The blueprint for the Asean Economic Community promises the free flow of goods, services, investments and skilled labour as well as of capital across the region, with the long-term aim being to allow Asean to line up next to China and India as one of Asia’s great superpowers of an integrated market valued at $2.6tr.
Now that it doesn’t cost much to transport goods from one country to another we’re seeing supply lines being organised on the level of duties. For example, Cambodia exports bikes to Canada and the UK. Parts for the bikes come from Malaysia to Cambodia duty free and the finished bikes are then sent to Europe and Canada via the free-trade agreements Cambodia has with them.
The investment race sees more mature Asean countries pour cash into their less-developed neighbours, with Malaysia investing in the gambling industry in Cambodia and Laos, while Singapore is funding hotels and resorts across the region. The ten nations come from such different starting points that Asean members are competing with each other to attract foreign direct investment.
Singapore offers a reduced corporate tax rate via its Regional Headquarters Award and International Headquarters Award, while the Malaysian Investment Development Authority offers major tax exemptions to so-called pioneer companies.

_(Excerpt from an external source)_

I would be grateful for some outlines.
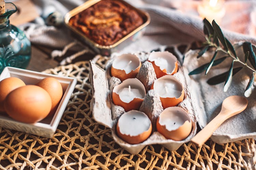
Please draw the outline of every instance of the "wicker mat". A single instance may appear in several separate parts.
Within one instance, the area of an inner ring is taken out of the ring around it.
[[[104,68],[107,60],[101,57],[97,63]],[[89,69],[87,61],[45,71],[74,77],[78,81],[56,133],[49,139],[0,127],[0,169],[255,167],[255,142],[253,139],[222,145],[209,140],[201,148],[189,142],[174,152],[159,145],[150,145],[138,155],[129,154],[113,140],[110,129],[92,118]]]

Singapore, which is by far Southeast Asia’s most developed state, is widely expected to win this race, meaning the most advanced of the Asean countries could stand to benefit most from the integrated market.
Add in the fact that the whole of Asean is also part of the Regional Comprehensive Economic Partnership (RCEP) negotiations, which propose to bring down trade barriers between Asean and Australia, China, India, Japan, South Korea and New Zealand and suddenly there is a link to the largest economy in the world. The RCEP has not yet come into force, but when it does the benefits could be huge.